Actions et réalisations

Toutes nos actions et réalisations

Désamorçons la courroie de transmission de la misogynie

Articles - Image d'intro

« En 2020, une recension⁠ à grande échelle de vidéos pornographiques sur les deux sites gratuits les plus populaires, Pornhub et XVideos, a révélé que dans 44,3 % des scènes de Pornhub et dans 33,9 % de celles de XVideos, on mettait en scène des violences physiques contre les femmes », écrit l’auteure.

Le 20 mai dernier, a paru dans La Presse un texte écrit par la présidente, Ann Leduc, au sujet du gouffre qui sépare maintenant les hommes et les femmes. Elle y suggère une solution.

Voici un extrait du texte :

« Dans notre monde hypersexualisé où la pornographie enseigne que la violence sous-tend le plaisir sexuel, on ne doit plus s’étonner des cascades de violence contre les femmes et les filles. La France a reconnu les effets de la pornographie et a banni pour les mineurs les sites tels que Pornhub, à l’instar de nombreux autres pays et États américains qui ont bloqué le site depuis 2013⁠1. Quand le Québec et le Canada auront-ils le courage de faire de même pour protéger les femmes, les filles et les enfants ici? Combien de femmes et de filles violentées faudra-t-il pour déboulonner l’argument des emplois et le mythe de la libre expression artistique?

En 2020, une recension⁠ à grande échelle de vidéos pornographiques sur les deux sites gratuits les plus populaires, Pornhub et XVideos, a révélé que dans 44,3 % des scènes de Pornhub et dans 33,9 % de celles de XVideos, on mettait en scène des violences physiques contre les femmes. Les femmes étaient la cible d’agressions, majoritairement masculines, de près de 97 % de tous les actes d’agression physique, sans réaction négative de la part des femmes ciblées ⁠2.
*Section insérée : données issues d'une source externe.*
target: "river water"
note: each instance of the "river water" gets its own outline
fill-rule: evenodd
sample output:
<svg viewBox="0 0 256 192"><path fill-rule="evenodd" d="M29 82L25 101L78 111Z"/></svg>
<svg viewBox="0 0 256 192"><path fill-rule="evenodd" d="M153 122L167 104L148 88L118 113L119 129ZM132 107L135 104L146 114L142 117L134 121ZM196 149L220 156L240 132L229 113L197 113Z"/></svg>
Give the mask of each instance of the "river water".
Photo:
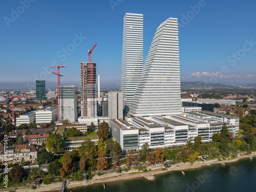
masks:
<svg viewBox="0 0 256 192"><path fill-rule="evenodd" d="M72 189L72 192L165 192L256 191L256 158L232 163L212 165L181 172L155 176L156 180L144 178Z"/></svg>

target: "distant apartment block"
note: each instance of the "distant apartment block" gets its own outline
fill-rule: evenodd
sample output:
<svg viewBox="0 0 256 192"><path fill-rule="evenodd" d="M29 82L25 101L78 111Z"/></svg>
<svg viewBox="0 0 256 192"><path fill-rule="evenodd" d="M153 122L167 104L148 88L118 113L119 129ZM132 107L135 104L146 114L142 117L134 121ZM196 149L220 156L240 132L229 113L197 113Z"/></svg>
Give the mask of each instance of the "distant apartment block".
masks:
<svg viewBox="0 0 256 192"><path fill-rule="evenodd" d="M191 112L198 112L201 111L202 108L201 106L182 106L181 111L183 113Z"/></svg>
<svg viewBox="0 0 256 192"><path fill-rule="evenodd" d="M57 106L49 106L37 111L35 112L36 123L50 123L52 120L57 120L58 109Z"/></svg>
<svg viewBox="0 0 256 192"><path fill-rule="evenodd" d="M123 93L109 92L109 119L123 118Z"/></svg>
<svg viewBox="0 0 256 192"><path fill-rule="evenodd" d="M46 144L49 134L28 135L24 136L24 142L25 144L35 144L41 145Z"/></svg>
<svg viewBox="0 0 256 192"><path fill-rule="evenodd" d="M109 101L102 102L102 116L109 116Z"/></svg>
<svg viewBox="0 0 256 192"><path fill-rule="evenodd" d="M214 104L199 103L195 102L182 101L182 106L198 106L202 108L202 111L214 112Z"/></svg>
<svg viewBox="0 0 256 192"><path fill-rule="evenodd" d="M57 97L57 95L55 92L53 91L48 91L47 92L47 96L46 97L47 99L50 99L52 98L56 99Z"/></svg>
<svg viewBox="0 0 256 192"><path fill-rule="evenodd" d="M60 116L61 121L65 119L70 122L77 121L77 93L76 86L60 86Z"/></svg>
<svg viewBox="0 0 256 192"><path fill-rule="evenodd" d="M198 103L219 103L225 105L236 105L236 100L221 100L221 99L197 99Z"/></svg>
<svg viewBox="0 0 256 192"><path fill-rule="evenodd" d="M36 80L35 87L36 99L46 99L46 81Z"/></svg>
<svg viewBox="0 0 256 192"><path fill-rule="evenodd" d="M36 112L36 111L33 111L17 117L16 118L16 125L18 126L23 123L30 124L35 122Z"/></svg>

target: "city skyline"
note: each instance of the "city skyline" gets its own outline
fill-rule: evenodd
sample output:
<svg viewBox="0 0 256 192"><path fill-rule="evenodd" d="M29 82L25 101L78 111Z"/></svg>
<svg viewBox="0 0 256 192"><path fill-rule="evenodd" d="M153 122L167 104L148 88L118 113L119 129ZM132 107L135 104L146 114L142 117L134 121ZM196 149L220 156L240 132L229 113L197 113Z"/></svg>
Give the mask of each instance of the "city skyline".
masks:
<svg viewBox="0 0 256 192"><path fill-rule="evenodd" d="M54 61L57 63L54 65L67 66L61 71L64 77L61 86L79 85L80 66L76 63L88 60L87 50L96 42L93 62L98 63L97 73L104 74L101 87L119 88L122 26L126 12L144 15L144 63L158 24L170 17L177 17L182 39L182 81L237 86L255 81L256 28L251 24L256 18L255 2L142 2L113 5L106 1L102 6L82 1L71 6L60 1L48 4L35 1L27 5L19 2L1 2L0 34L5 36L0 46L1 69L11 71L12 66L14 69L11 75L2 73L0 89L7 84L13 89L29 89L27 83L33 85L34 80L46 80L47 89L48 84L56 88L56 78L48 69ZM82 12L84 8L86 14ZM72 51L65 53L62 49Z"/></svg>

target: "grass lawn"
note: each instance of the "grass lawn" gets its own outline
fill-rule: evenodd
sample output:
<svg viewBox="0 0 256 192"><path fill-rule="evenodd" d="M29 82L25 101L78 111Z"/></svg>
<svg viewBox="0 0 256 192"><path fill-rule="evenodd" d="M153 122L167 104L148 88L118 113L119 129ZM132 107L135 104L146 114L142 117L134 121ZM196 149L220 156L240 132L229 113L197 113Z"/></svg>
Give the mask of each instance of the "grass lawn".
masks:
<svg viewBox="0 0 256 192"><path fill-rule="evenodd" d="M92 132L89 134L87 134L86 133L84 134L83 136L92 136L93 135L97 135L97 133L95 132Z"/></svg>
<svg viewBox="0 0 256 192"><path fill-rule="evenodd" d="M62 160L63 160L63 156L58 156L58 161L60 163L62 163Z"/></svg>

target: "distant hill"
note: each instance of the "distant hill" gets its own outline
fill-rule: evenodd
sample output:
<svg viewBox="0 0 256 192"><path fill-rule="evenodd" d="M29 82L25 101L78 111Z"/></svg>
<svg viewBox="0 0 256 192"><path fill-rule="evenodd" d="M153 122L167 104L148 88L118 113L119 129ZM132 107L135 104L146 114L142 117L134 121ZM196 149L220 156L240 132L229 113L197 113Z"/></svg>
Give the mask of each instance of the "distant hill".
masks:
<svg viewBox="0 0 256 192"><path fill-rule="evenodd" d="M245 86L243 86L243 87L249 87L249 88L256 88L256 83L251 83L251 84L247 84Z"/></svg>
<svg viewBox="0 0 256 192"><path fill-rule="evenodd" d="M256 84L255 84L256 85ZM234 89L233 86L226 86L220 83L206 83L202 82L181 82L181 89Z"/></svg>

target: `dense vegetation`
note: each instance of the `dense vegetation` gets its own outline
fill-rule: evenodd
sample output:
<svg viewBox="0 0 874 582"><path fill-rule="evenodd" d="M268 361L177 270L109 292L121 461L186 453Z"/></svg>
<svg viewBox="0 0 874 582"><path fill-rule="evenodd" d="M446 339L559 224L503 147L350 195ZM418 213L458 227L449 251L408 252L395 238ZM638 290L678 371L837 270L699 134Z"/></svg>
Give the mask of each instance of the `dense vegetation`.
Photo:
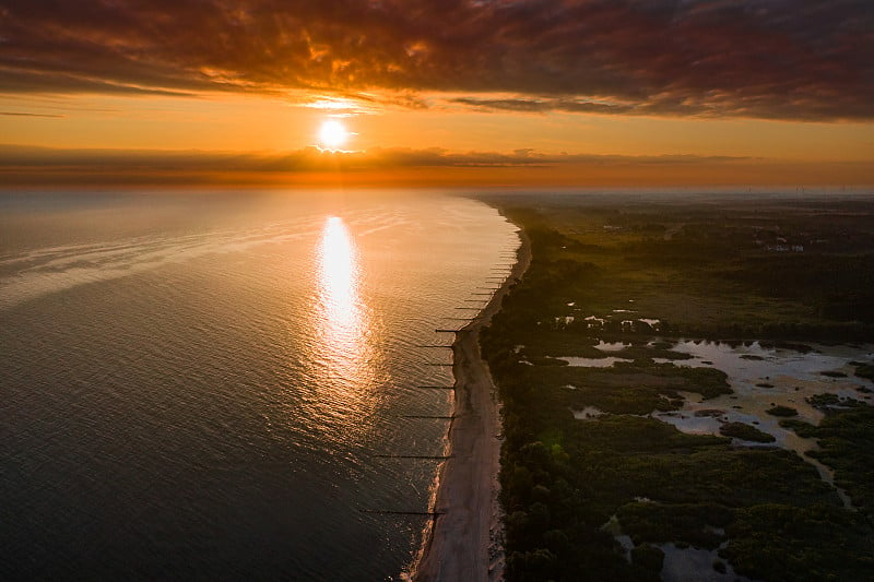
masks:
<svg viewBox="0 0 874 582"><path fill-rule="evenodd" d="M769 251L749 239L749 223L759 239L763 231L788 233L787 213L771 216L778 227L748 209L539 204L534 212L505 203L528 234L533 260L482 334L504 402L507 579L658 580L664 558L659 545L668 542L719 548L737 573L757 579L874 579L871 521L845 510L808 463L776 448L686 435L649 416L680 407L681 392L705 399L730 392L718 370L674 366L688 356L672 352L670 343L652 343L657 333L793 342L872 337L874 320L864 312L847 319L830 307L838 299L822 281L799 276L791 294L764 283L756 261ZM727 218L731 212L734 222ZM806 217L792 228L801 229L799 222L811 230L805 236L827 236ZM850 249L863 262L864 249L874 248L865 247L874 241L865 228L852 230ZM829 245L829 252L843 250ZM790 264L798 257L786 259ZM854 277L841 282L850 285L841 293L870 294L861 288L865 275ZM609 317L629 300L635 317L652 319ZM569 319L580 308L601 321ZM559 359L603 357L594 345L611 338L626 343L610 354L621 358L612 367ZM584 409L591 414L575 417L572 411ZM854 414L863 418L848 416ZM854 444L874 433L870 414L860 405L820 427L798 427L817 431L819 459L838 467L840 484L863 507L874 475L842 465L874 466L870 452ZM767 440L748 425L725 433L740 442ZM627 555L616 527L635 544ZM727 563L716 559L713 568L725 571Z"/></svg>

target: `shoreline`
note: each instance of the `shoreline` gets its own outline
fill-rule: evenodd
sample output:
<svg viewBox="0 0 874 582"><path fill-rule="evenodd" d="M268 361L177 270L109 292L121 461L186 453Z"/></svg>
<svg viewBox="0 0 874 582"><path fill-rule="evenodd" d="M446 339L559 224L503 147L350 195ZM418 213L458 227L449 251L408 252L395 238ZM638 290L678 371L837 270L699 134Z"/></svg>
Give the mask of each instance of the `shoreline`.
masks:
<svg viewBox="0 0 874 582"><path fill-rule="evenodd" d="M504 578L498 502L500 403L488 365L480 354L480 330L500 310L510 286L528 270L531 245L519 228L510 274L476 319L456 332L452 373L456 397L449 427L449 459L437 474L433 511L439 513L423 542L412 579L497 581Z"/></svg>

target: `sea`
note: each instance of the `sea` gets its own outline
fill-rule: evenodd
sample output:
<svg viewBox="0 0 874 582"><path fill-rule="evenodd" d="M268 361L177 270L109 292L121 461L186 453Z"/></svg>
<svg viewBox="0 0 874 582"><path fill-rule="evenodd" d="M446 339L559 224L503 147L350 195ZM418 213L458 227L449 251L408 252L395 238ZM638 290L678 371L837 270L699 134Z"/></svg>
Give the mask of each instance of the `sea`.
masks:
<svg viewBox="0 0 874 582"><path fill-rule="evenodd" d="M436 330L518 246L435 191L0 192L0 579L404 578Z"/></svg>

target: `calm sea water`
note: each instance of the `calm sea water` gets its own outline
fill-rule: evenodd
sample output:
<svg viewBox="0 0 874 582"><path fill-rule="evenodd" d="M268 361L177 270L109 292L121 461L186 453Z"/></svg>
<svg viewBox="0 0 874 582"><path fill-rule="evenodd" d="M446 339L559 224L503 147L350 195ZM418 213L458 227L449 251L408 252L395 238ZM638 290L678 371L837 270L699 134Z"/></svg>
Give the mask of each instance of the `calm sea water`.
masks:
<svg viewBox="0 0 874 582"><path fill-rule="evenodd" d="M463 198L0 195L0 578L398 579L447 344L518 245Z"/></svg>

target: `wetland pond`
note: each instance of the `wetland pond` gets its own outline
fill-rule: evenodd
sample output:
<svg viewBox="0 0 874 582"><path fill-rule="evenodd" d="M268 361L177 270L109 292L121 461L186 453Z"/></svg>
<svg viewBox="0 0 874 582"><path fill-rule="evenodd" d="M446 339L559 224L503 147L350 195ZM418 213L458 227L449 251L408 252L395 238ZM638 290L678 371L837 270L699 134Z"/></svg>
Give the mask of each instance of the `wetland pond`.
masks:
<svg viewBox="0 0 874 582"><path fill-rule="evenodd" d="M664 345L663 341L653 341L648 343L647 347L656 349ZM593 368L607 368L617 361L631 361L621 357L623 351L633 347L631 344L600 341L593 347L602 352L603 357L557 359L567 361L569 366ZM811 399L819 394L832 394L837 397L836 401L831 401L832 408L846 407L852 404L852 401L870 404L874 382L860 378L854 372L857 365L871 364L874 360L874 346L819 344L777 346L761 342L681 340L670 347L670 352L674 357L653 357L651 358L653 364L719 369L728 376L727 381L733 393L704 400L698 393L681 391L678 394L683 396L684 402L678 409L657 411L649 416L692 435L729 436L724 428L731 424L754 427L765 435L759 435L761 438L755 440L733 436L733 444L780 447L795 451L804 461L816 467L824 482L835 487L831 470L805 454L817 448L816 440L801 438L792 430L781 427L779 421L791 416L819 425L826 414L824 406L817 407L811 403ZM775 412L778 412L778 415L775 415ZM574 411L575 417L583 421L594 420L604 414L606 413L595 406ZM755 433L756 430L752 432ZM835 490L845 507L852 508L852 501L847 494L837 487ZM622 534L615 516L605 528L614 534L629 556L634 543L630 537ZM661 571L664 581L748 580L737 575L730 563L722 562L718 555L719 548L710 550L673 543L661 544L659 547L664 553ZM717 562L722 562L721 571L711 567Z"/></svg>

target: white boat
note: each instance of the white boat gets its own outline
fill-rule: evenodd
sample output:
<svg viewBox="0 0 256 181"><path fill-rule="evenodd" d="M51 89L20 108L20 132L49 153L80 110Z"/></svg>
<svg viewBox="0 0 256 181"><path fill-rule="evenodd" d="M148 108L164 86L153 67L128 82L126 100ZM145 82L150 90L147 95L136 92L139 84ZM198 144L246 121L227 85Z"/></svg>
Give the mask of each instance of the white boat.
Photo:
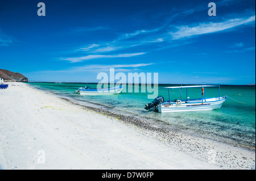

Loin d’être exceptionnelle, la violence dans la pornographie est l’essence de cette “libre expression artistique”. Même lorsque scénarisée et consensuelle, la pornographie banalise des comportements qui, dans la réalité, constituent des agressions sexuelles.

Ces vidéos mettent généralement en scène des hommes dominants, et des femmes soumises et obéissantes, que la vidéo soit violente ou non. La répétition de mises en scène de soumission déshumanisante normalise les relations de couple avec des rapports de force déséquilibrés et où la violence verbale et physique contre les femmes s’installe et perdure, comme l’a constaté le Haut Conseil à l’égalité entre les hommes et les femmes, en France. Il n’y a, d’après les chercheurs, “guère de doute sur le fait que, en moyenne, les individus qui consomment de la pornographie plus fréquemment sont plus susceptibles d’adopter des attitudes propices à l’agression sexuelle et de se livrer à des actes réels d’agression sexuelle” (nous soulignons) ».